SCHEDA FILM
- TITOLO: Morgenrøde
- DATA DI USCITA: 2014
- REGIA: Anders Elsrud Hultgreen
- SCENEGGIATURA: Anders Elsrud Hultgreen
- DURATA: 70′
«Sono stato mandato». Questo dice uno dei due personaggi di questo film all’altro: un emissario dunque. Mandato a fare cosa? Da chi? Verso quale meta? Per quale motivo?
Una fotografia bluastra e monocromatica fa da padrone nel lungo peregrinare di un uomo in un infinito deserto. Non un bianco e nero trascendente bensì un blu, glaciale e desolato. Il mondo nel quale questi uomini si muovono è, infatti, un mondo arrivato al suo capolinea e non prossimo alla nascita (un preciso momento, palesa questa condizione; un momento di grande lirismo).
Con l’avanzare del minutaggio viene fuori una straniante reiterazione (accentuata da immagini fortemente sghembe e inclinate che fanno sembrare il percorso dell’uomo un continuo salire e scendere dalla stessa montagna e un montaggio fondato sulla simmetria delle stesse azioni nel corso di diverse giornate) che amplifica la sensazione di spaesamento da parte dello spettatore il quale diventa automaticamente specchio delle sensazioni di queste anime vaganti, nulle e nel nulla.
Ci si perde dunque all’interno di gesti ripetuti (i cerchi che il credente traccia ogni notte a terra con dei piccoli idoli di pietra; gli incubi di vortici e fumo; la preghiera) in questa terra oramai avvelenata: l’acqua, l’elemento fondamentale per la vita, non può essere bevuta. Il nichilista affresco dipinto da Anders Elsrud Hultgreen non sembra lasciare scampo ai due uomini sulla scena: da una parte la forza trainante della fede di un uomo che nonostante tutto continua a pregare il suo dio; dall’altra la forza trainante della sopravvivenza animale di chi non crede più a niente e lancia addirittura i piccoli idoli di pietra (alla fine del loro viaggio) contro un’enorme roccia, santuario davanti al quale entrambi sono posti e che, una volta raggiunto – fuori dall’inquadratura (si noti questo particolare) – reagisce lasciando sgomento il miscredente. Non c’è nulla per lui in quella roccia: il suo viaggio è nullo. Il fedele, colpito più volte e privato dei suoi idoli, non può fare altro che rimanere al suolo, orfano anche di quella speranza che fu l’unico suo appiglio nel corso dell’estenuante viaggio.
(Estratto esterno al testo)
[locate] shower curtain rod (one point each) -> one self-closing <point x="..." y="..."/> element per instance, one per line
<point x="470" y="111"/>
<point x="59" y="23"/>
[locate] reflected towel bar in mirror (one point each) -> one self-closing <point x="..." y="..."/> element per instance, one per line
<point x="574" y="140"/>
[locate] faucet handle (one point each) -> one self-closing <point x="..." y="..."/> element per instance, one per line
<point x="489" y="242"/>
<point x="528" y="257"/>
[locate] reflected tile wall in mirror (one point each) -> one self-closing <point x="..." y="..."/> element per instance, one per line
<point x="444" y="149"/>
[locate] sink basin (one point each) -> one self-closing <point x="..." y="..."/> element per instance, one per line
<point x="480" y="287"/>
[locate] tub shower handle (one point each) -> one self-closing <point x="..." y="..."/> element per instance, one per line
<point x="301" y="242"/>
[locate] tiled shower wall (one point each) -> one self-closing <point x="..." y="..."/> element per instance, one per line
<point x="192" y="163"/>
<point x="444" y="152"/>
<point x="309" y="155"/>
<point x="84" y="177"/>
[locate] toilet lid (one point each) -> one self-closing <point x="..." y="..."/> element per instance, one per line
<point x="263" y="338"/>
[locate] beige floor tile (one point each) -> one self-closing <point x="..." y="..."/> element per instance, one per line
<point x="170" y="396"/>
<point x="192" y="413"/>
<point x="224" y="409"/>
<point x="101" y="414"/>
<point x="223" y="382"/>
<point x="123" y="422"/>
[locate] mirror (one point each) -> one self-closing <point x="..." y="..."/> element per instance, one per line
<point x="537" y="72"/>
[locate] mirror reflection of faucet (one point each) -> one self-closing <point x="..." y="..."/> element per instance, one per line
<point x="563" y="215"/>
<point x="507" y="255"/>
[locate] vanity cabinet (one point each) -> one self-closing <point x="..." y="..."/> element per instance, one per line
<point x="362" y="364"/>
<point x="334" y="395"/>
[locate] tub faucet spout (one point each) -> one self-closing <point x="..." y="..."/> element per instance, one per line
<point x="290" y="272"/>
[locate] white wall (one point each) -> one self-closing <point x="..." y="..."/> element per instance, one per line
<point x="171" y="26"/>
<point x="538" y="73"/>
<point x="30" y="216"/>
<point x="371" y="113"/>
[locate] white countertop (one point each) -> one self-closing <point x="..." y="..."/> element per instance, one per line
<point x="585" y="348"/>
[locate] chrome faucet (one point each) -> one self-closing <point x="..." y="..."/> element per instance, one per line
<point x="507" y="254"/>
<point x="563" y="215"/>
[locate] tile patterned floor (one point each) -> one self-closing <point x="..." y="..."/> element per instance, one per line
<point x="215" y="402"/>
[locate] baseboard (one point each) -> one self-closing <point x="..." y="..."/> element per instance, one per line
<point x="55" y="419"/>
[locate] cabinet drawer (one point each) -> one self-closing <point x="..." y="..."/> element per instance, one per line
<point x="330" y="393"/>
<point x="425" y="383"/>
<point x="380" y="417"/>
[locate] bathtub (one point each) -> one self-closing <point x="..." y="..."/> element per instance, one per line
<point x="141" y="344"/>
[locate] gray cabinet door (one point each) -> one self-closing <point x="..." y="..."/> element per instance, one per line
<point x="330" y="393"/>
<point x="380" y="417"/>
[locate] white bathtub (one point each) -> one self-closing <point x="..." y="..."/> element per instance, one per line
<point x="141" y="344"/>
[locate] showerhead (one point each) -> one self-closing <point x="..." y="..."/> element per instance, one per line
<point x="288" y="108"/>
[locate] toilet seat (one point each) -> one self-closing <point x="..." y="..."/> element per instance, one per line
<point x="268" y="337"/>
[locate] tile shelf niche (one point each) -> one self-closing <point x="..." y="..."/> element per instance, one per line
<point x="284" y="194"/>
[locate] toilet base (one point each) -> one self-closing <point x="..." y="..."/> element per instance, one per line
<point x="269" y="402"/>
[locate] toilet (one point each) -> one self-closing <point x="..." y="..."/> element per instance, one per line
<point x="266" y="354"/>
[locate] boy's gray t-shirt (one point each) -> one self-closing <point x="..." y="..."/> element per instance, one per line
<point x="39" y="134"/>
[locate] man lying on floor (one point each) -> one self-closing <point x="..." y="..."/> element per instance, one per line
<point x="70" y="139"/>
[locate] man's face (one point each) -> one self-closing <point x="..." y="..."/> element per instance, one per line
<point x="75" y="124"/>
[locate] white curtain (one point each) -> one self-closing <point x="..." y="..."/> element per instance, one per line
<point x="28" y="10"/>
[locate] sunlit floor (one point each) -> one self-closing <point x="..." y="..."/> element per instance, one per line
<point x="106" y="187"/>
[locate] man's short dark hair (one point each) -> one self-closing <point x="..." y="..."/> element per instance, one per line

La totale assenza di qualunque sentimento che non sia la diffidenza fa scontrare gli unici due (a quanto pare) esseri viventi rimasti sulla terra persino nel momento della fine, quando nient’altro è rimasto se non la fede e l’istinto. Asciugando totalmente la pellicola e portandola ad una condizione di assoluta semplicità formale, il regista imprime una carica espressiva alla sua opera tale che ogni inquadratura e ogni suono (da sottolineare l’accompagnamento sonoro che si potrebbe definire “ancestrale”) diventano portatori di sensazioni di incredibile purezza. Un paradosso curioso, invero: purificare totalmente la propria opera al fine di conferirle una potenza espressiva priva di filtri, atta però – è qui che il tutto diventa curioso – alla rappresentazione di un mondo e di un era oramai annichilita.